Post by JeanGreyForever »

Escapay wrote: Perhaps because of the passage of time now, the best supplement to come from any Signature Collection release was "Aladdin on Aladdin." Not because it's a half-hour (that's still paltry given that the 2004 documentary runs 43 minutes or 106 minutes depending how you view it), but because it took a serious approach to the legacy of the film without pandering to its audience. We are already aware of the making of Aladdin, that's been covered in the 2004 documentary. But 27 years after the release allows for a kind of retrospection that can be further explored beyond a concluding 4-minute chapter of a documentary as was the case in 2004. It makes me wish the other Renaissance films got that treatment, rather than the "Alan Menken and Whoever is Sitting at the Piano with Him" featurettes on Beauty and the Beast and The Little Mermaid, which are enjoyable but still fluff. Hopefully if a 4K Beauty and the Beast ever does make it to physical media, Disney would allow for even newer supplements (a Signature Collection 2.0?) to entice buyers. Then again, the quiet 4K release of The Lion King where all that was added was literally the 4K disc doesn't make me confident.
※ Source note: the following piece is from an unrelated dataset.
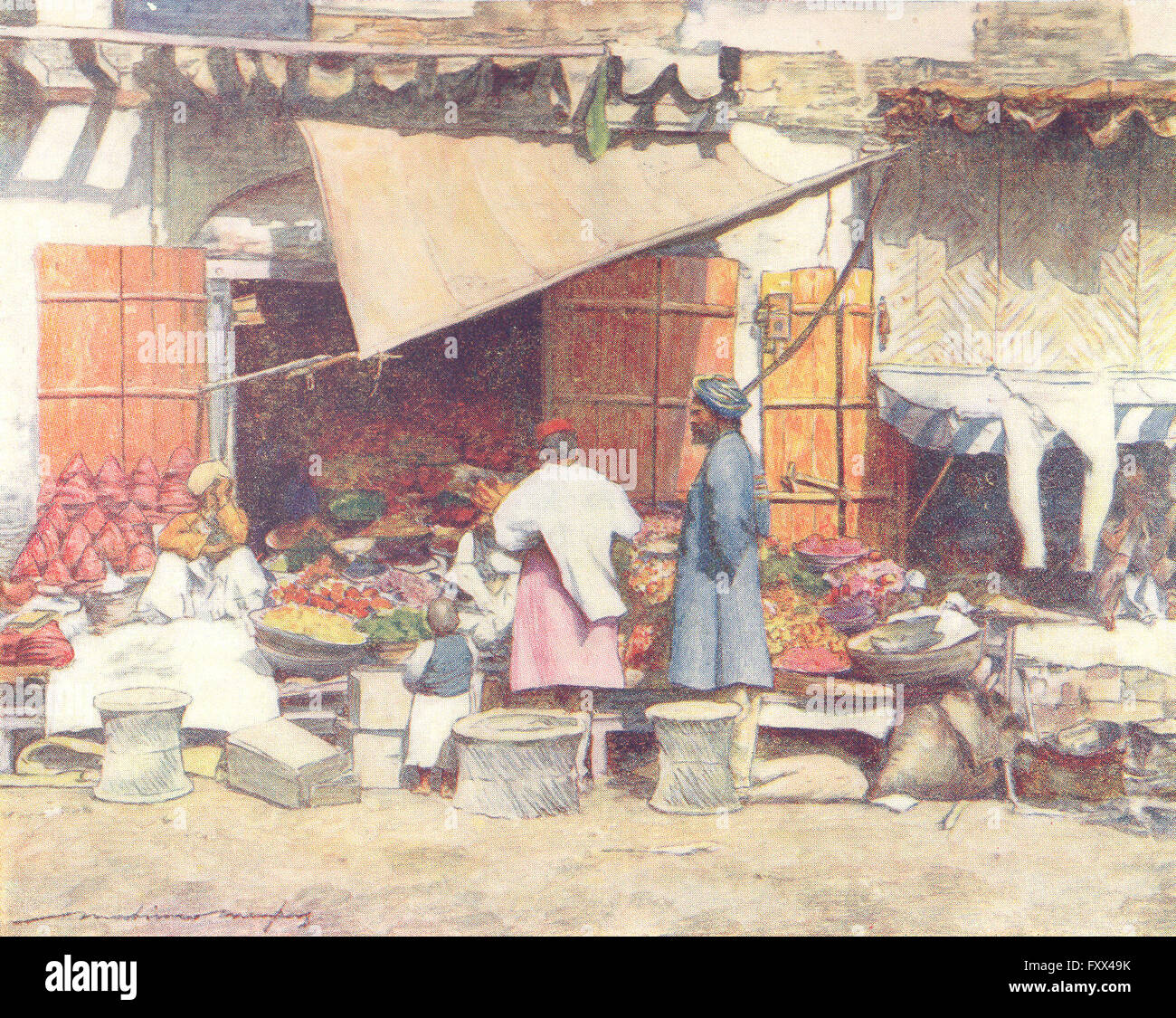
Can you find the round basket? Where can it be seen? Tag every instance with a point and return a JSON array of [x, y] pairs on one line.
[[933, 665], [694, 740], [517, 764], [391, 654], [109, 610], [312, 666]]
Escapay wrote: Thus, this is why I said that of all the Signature Collection's supplements, "Aladdin on Aladdin" is the best one. "In Walt's Words: The Envisioning of Cinderella" is a great feature. But it's from the Platinum line and was merely unavailable until now. For all the newly-produced material that the Signature Collection has given us, a great deal of it has been fluffy retrospectives and useless Disney Channel trivia. "Aladdin on Aladdin" is entirely different from that, and deserves to be seen as the best feature that the Signature Collection has to offer: a full, half-hour documentary that not only looks back on the film, but on how it's impacted virtually everyone involved in its production.
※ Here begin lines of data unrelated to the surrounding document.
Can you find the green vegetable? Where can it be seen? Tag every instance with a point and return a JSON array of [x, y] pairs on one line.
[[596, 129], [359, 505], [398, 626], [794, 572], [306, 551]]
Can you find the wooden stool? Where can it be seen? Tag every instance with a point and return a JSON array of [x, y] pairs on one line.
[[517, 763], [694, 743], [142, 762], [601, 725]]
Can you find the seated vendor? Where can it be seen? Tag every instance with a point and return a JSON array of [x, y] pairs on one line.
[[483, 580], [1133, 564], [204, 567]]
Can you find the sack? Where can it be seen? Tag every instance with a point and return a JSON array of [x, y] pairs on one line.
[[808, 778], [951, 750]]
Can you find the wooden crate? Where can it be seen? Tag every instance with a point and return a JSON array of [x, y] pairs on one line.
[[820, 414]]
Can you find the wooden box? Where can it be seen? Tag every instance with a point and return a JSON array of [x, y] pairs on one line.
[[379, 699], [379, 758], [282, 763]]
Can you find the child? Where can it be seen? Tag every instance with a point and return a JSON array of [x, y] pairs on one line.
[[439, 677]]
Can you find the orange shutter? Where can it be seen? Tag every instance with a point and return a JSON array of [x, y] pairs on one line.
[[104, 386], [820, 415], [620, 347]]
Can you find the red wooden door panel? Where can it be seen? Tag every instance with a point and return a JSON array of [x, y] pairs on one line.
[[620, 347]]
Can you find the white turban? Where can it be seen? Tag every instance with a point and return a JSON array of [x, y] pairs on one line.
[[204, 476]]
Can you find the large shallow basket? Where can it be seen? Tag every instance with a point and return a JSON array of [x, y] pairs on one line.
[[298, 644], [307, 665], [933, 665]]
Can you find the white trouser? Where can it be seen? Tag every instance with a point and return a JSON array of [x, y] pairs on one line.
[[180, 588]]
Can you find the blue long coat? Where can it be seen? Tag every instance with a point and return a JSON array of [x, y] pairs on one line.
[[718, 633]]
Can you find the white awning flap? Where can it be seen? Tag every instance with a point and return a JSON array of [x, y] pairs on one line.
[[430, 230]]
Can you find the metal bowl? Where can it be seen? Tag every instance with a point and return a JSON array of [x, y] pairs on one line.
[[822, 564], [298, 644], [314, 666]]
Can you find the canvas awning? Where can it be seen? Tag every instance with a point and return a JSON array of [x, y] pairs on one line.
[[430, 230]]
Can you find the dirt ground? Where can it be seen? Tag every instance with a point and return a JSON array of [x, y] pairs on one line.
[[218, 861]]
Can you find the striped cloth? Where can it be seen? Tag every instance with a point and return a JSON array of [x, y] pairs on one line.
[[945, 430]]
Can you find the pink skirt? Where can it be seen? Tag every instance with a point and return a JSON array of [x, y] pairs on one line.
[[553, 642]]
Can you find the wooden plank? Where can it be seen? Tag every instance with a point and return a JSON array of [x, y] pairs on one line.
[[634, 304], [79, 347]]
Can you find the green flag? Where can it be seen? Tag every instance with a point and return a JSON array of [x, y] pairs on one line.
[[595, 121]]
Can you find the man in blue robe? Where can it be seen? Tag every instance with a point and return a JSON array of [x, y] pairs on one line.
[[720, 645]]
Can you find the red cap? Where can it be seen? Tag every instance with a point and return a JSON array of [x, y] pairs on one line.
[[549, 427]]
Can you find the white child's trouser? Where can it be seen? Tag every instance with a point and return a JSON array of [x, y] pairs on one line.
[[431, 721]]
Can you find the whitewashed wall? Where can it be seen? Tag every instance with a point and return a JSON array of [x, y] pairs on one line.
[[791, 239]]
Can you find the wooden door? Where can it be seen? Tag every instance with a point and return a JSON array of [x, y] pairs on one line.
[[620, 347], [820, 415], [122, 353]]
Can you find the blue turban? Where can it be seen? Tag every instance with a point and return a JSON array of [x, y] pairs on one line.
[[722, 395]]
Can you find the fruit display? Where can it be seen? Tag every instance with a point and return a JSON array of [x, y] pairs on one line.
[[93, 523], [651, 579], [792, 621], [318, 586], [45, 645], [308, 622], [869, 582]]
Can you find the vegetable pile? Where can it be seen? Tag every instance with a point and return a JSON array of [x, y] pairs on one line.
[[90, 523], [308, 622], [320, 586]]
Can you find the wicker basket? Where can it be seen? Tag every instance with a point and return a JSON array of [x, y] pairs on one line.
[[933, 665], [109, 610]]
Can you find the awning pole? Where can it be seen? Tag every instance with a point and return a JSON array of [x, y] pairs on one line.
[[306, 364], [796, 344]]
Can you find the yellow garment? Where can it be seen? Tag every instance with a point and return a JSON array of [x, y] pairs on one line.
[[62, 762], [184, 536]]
Although I did enjoy the Paige O'Hara featurette in the Signature Edition of BATB, I would have liked to have seen the remaining cast members get attention as well such as Robby Benson or Angela Lansbury. The Aladdin featurette did a great job of including all the main cast and not just Scott. And TLM didn't have a single decent new feature that we basically haven't already seen before. The rumored Jodi introspective feature never came into fruition it seems. Although I wouldn't expect Disney to do anything for the 4K BATB, at the same time it's important to note that the 4K will be released a few years after the Blu-Ray Signature Edition, whereas TLK's two separate releases were both quite close together. So maybe Disney will actually throw in a bonus or two. TBH, with BATB I'm not that concerned about bonus features so much as I am the transfer since this is likely the last opportunity we'll get for Disney to release it on home video, unless there's another format after 4K.
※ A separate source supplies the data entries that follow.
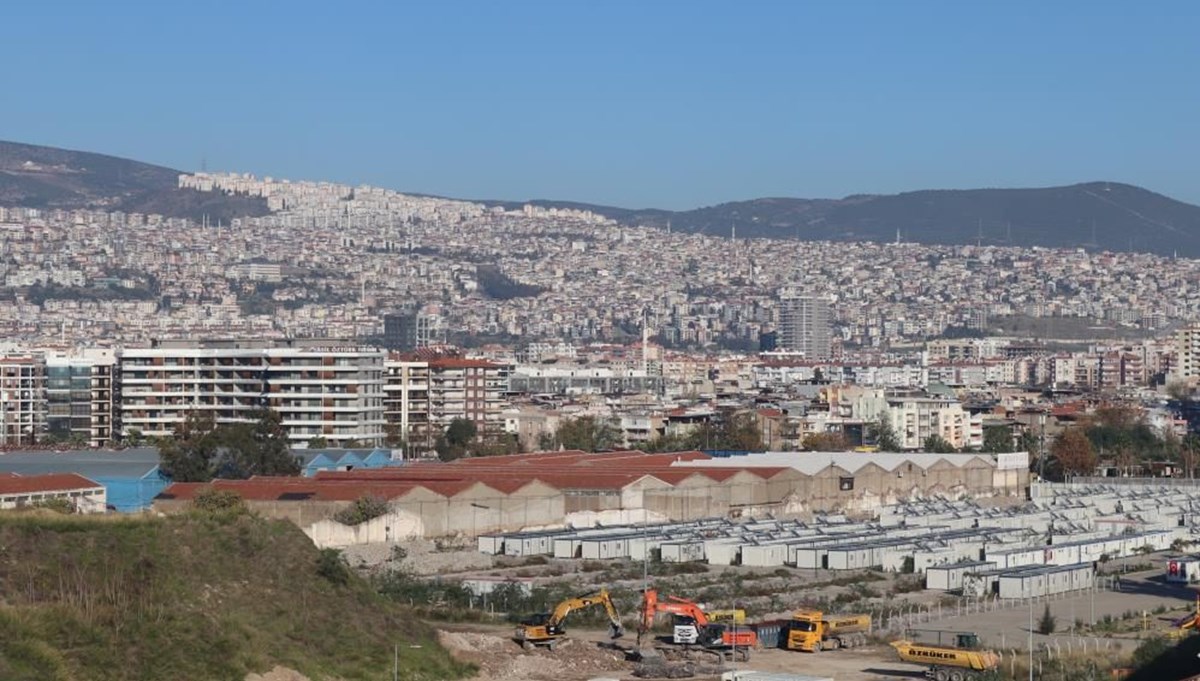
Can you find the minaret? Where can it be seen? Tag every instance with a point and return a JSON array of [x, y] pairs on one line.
[[646, 344]]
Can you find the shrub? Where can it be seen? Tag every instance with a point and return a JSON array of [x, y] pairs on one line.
[[1150, 650], [364, 508], [1048, 624], [58, 504], [331, 566], [219, 501]]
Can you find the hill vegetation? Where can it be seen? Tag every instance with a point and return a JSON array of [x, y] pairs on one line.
[[215, 595], [1107, 216], [48, 178]]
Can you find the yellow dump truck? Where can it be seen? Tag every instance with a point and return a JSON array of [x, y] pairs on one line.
[[960, 661], [813, 631]]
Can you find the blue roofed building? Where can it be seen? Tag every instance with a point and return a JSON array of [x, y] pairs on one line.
[[316, 460], [131, 477]]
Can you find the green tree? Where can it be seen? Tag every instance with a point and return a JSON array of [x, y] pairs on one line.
[[201, 451], [219, 501], [826, 443], [393, 434], [461, 432], [1150, 650], [1030, 444], [587, 433], [997, 439], [670, 444], [191, 454], [363, 508], [1073, 452], [937, 444], [269, 453], [1048, 622], [883, 434], [730, 431], [457, 438]]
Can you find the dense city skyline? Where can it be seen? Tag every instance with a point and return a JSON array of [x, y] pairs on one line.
[[624, 104]]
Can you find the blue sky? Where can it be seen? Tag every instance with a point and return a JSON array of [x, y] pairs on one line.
[[670, 103]]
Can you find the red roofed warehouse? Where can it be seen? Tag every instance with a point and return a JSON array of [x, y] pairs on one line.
[[84, 495]]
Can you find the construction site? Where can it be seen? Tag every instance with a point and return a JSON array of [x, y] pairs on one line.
[[797, 566]]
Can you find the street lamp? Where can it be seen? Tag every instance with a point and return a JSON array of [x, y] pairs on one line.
[[1042, 443]]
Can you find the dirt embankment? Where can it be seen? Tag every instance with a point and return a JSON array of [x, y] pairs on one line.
[[502, 660]]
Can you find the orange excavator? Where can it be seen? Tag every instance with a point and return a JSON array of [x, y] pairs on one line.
[[693, 626]]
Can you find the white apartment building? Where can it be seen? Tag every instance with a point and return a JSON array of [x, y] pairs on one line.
[[22, 399], [319, 387], [915, 419], [83, 396], [407, 401], [1187, 350]]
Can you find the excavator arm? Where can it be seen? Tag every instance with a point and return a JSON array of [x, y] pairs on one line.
[[599, 598], [652, 606]]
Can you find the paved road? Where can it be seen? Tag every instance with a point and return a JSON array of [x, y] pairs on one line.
[[1140, 592]]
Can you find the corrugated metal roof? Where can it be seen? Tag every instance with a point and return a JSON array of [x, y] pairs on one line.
[[53, 482]]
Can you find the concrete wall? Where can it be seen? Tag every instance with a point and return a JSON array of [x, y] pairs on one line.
[[394, 526]]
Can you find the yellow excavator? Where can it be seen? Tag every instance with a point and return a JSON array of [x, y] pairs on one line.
[[1187, 625], [959, 661], [546, 628]]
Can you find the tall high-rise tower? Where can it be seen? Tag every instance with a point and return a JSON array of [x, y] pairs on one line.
[[804, 326]]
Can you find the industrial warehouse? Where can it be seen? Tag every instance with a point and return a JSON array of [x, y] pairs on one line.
[[571, 488], [1048, 547]]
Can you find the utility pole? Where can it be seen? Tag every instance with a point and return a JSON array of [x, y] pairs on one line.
[[1042, 457], [1031, 639]]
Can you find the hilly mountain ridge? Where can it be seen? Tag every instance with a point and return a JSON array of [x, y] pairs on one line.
[[48, 178], [1099, 216], [1108, 216]]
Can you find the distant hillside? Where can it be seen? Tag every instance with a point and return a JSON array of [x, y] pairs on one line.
[[190, 597], [1098, 215], [47, 178]]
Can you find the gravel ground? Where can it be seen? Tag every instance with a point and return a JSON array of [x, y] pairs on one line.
[[421, 556]]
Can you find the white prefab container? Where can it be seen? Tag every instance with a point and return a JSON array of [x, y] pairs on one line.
[[604, 548], [1021, 556], [981, 584], [567, 547], [491, 544], [809, 556], [682, 552], [763, 555], [723, 552], [1047, 580], [951, 577], [529, 544], [1183, 570]]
I absolutely despise the Disney Channel features and that's another reason I've loved the Aladdin Signature Edition so much because it ported everything over from the Diamond Edition with the except of the cringe-worthy Disney Channel feature. Dalmatians seems to have done that as well, and the very fact that it's not only ported most/all the old bonus features, but added new ones and even included a previous digital-only feature on the disc (a first for the Signature line) makes me quite excited for that as well and recommend it highly. I'm hoping The Jungle Book will follow in the footsteps of these films rather than Sleeping Beauty which has had two consecutively disappointing releases now.